Tilia americana, commonly called American basswood or American linden, is a medium to large deciduous tree which typically grows to 50-80’ (infrequently to over 100’) tall with an ovate-rounded crown. It is native to a variety of habitats from Quebec to the southeastern corner of Manitoba and far eastern North Dakota south to Oklahoma, Tennessee and North Carolina, with concentrations in forested areas of the Appalachian Mountains and along the Ohio River Valley to Missouri. Trees are found in both dry upland areas as well as moist, low woods. In Missouri, this tree typically occurs in rich woods, slopes, bluff bases and along streams throughout the State (Steyermark). This tree is noted for its (a) cymes of fragrant, pale yellow, late spring flowers, (b) small nutlets which follow the flowers and ripen by late summer, (c) mucilaginous sap, (d) noticeable winter buds, and (e) large ovate dark green leaves (to 6” long) with acuminate tips, serrate margins, often silvery undersides and uneven cordate bases. Flowers bloom in June in 5-10 flowered cymes. Each cyme droops from a showy, papery, narrow, leaf-like bract (to 5” long) where it is attached to the bract at a point somewhere between the base and midpoint. When a tree is in full bloom, bees often visit in such abundant numbers that humming can be heard many feet from the tree. Honey made from the nectar of these flowers is a prized gourmet item. Flowers have also been used to make tea. Syrup can be made from the sweet tree sap. Fall color is an undistinguished pale green to pale yellow. Winter twigs and buds are sometimes tinged with red.
Genus name comes from the Latin name for the linden or lime tree, known in southern Sweden as linn and the origin of the name Linnaeus.
Specific epithet is in obvious reference of the native territory of this species.
The common name of basswood is derived from bastwood, in reference to the tough inner bark (bast) which has been used to make rope and mats. Trees are commercially harvested, particularly in the Great Lakes region, for their light wood which is used to make such items as furniture, shipping crates, boxes, and veneer.
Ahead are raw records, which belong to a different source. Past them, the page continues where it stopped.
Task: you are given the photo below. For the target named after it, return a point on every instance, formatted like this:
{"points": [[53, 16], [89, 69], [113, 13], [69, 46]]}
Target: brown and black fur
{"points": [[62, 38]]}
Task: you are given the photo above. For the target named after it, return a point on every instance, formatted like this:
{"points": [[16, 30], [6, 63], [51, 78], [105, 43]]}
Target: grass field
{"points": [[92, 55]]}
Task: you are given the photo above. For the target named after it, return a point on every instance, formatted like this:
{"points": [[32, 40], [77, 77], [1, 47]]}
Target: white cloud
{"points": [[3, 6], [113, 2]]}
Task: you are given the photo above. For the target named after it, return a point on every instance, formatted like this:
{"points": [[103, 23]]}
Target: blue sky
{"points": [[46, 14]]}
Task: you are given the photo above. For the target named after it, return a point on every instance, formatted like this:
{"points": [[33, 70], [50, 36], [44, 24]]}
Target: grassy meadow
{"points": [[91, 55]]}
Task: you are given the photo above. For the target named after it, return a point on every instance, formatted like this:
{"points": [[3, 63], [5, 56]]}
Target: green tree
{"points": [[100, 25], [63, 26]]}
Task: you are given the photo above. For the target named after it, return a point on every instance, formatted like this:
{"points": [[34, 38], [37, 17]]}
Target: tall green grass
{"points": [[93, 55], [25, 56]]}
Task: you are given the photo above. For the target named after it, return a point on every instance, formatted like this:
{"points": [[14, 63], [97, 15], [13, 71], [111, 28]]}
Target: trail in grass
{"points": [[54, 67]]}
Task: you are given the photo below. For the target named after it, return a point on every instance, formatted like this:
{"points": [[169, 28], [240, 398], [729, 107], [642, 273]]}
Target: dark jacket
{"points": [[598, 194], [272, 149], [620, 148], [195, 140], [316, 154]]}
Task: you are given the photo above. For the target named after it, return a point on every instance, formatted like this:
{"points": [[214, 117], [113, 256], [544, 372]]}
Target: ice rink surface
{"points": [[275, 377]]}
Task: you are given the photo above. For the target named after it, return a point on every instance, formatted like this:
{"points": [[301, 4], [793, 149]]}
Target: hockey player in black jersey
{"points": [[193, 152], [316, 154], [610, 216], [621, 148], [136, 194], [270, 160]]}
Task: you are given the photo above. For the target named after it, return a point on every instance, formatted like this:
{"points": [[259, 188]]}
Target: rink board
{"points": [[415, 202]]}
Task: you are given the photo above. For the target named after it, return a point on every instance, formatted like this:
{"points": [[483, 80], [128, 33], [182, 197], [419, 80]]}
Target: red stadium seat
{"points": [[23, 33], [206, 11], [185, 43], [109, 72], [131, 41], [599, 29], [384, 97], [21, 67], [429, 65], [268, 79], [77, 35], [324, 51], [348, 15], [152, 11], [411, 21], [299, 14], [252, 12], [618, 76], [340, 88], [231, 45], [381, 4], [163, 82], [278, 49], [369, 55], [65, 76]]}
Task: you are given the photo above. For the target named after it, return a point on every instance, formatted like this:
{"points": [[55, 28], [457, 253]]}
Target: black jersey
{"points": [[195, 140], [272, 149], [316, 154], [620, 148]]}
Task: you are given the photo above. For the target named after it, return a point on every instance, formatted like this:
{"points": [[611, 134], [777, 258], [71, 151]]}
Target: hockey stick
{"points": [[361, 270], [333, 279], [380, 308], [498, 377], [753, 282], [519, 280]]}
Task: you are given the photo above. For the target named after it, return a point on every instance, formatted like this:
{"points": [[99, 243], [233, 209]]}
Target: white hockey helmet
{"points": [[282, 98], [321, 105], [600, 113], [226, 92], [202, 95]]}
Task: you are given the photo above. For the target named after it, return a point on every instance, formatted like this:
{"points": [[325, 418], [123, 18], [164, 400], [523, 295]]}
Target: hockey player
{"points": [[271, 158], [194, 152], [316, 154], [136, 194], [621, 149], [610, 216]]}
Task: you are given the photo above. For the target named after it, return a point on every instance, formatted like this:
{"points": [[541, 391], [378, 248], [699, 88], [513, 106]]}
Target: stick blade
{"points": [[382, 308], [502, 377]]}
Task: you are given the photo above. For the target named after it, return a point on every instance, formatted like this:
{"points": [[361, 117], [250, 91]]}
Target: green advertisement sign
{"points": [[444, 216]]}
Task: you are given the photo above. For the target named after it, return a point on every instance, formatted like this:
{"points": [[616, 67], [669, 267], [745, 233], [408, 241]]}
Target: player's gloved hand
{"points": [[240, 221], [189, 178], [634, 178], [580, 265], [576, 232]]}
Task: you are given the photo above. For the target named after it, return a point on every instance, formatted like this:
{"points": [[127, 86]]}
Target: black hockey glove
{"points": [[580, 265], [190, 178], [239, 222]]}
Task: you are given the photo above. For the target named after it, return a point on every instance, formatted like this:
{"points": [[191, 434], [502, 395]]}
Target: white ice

Common name of linden plus the family name of Linneaus (famous Swedish botanist Carl Linnaeus was ennobled as Carl von Linne) both derive from lind which is the Swedish word for a linden tree.
‘Redmond’ is a cultivar introduced into commerce by Plumtree Nurseries of Freemont, Nebraska in 1927. ‘Redmond’ was at one time listed as a hybrid cultivar under the name of Tilia x euchlora. It is a pyramidal tree with leaves slightly smaller than the straight species. It typically grows to 40-60’ tall.
No serious insect or disease problems. Verticillium wilt is infrequent, but can be fatal. Powdery mildew, leaf spots and cankers may occur. Insect visitors include borers, beetles, lacebugs, caterpillars and scale. Spider mites can do significant damage, particularly in hot, dry periods.
Handsome ornamental shade tree or street tree. Although well adapted to Missouri’s climate, this tree is generally intolerant of city conditions. Some of the European lindens (see T. cordata, T. tomentosa and T. x europaea) may make better selections for urban areas.